To learn more about Eid-al-Adha, guests could watch educational videos and participate in a trivia game to win prizes from the bookstore.
They also were able to try on traditional Middle abaya, which is a dress women wear when they go out of the house, a hijab a keffiyeh, which is the red and white checkered head scarf that men wear.
Several Muslim families from the community also came to the event to share their celebration with La Verne.
They all come from several different regions of the Middle East.
“Eid-al-Adha is celebrated differently across many cultures but it all has the same meaning,” said Nawal Atoura, one of the founders of the Muslim Student Association.

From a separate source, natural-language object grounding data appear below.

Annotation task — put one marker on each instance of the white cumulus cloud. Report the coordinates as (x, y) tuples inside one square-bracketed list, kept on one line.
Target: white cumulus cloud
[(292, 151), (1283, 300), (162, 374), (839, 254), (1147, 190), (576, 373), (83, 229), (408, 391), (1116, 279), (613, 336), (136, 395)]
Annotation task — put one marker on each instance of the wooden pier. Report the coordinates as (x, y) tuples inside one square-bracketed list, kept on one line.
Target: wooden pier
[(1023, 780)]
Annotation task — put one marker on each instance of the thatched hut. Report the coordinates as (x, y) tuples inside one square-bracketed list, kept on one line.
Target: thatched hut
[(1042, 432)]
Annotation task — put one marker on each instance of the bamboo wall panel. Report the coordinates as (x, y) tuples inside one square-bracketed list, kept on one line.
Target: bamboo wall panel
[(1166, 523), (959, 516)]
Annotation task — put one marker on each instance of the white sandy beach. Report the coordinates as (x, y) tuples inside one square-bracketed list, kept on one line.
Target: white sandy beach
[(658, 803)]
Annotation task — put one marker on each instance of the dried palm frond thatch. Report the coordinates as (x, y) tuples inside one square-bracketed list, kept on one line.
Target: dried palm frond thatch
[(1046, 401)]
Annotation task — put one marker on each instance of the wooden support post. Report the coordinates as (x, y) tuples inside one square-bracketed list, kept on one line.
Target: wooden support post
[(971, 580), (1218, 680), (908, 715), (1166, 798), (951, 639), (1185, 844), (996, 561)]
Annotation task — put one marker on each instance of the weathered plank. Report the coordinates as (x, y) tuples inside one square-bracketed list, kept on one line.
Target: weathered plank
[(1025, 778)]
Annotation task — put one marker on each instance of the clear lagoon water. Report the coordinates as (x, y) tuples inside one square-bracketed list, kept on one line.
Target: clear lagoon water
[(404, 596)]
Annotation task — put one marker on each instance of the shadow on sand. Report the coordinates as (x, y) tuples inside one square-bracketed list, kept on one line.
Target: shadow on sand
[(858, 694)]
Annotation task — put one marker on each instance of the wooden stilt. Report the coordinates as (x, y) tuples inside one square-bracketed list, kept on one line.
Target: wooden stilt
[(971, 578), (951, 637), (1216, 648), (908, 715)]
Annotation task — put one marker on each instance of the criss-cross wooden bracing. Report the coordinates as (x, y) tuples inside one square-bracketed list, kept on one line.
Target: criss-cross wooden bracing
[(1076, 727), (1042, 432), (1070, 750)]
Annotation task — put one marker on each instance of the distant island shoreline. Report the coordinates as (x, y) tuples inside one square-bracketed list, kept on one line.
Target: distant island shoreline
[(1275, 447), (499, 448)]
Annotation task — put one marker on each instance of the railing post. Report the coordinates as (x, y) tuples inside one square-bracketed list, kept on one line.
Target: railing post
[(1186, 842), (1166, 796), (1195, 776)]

“It’s about honoring the prophet and being loyal to God as well as marking when you come back from the pilgrimage (to Mecca).”
While some students came to enjoy the festivities, others came for more specific purposes.
“One of the biggest things I want to do is broaden my horizons,” said Carolina Chavez, junior psychology major.
“I want to learn about other cultures besides my own. This was the perfect opportunity to immerse myself and to see other people’s experiences,” Chavez said.
The event organizers, including MSA President Rasha Dubuni, were happy to share the Eid-al-Adha holiday and Muslim culture with the La Verne campus.
“We wanted to bring Muslim students here to share with the community,” Dubuni said. “This event is about joy, education, celebration, and raising awareness.”
“We want to show a different side of Muslims that you don’t see in the media,” Dubuni said.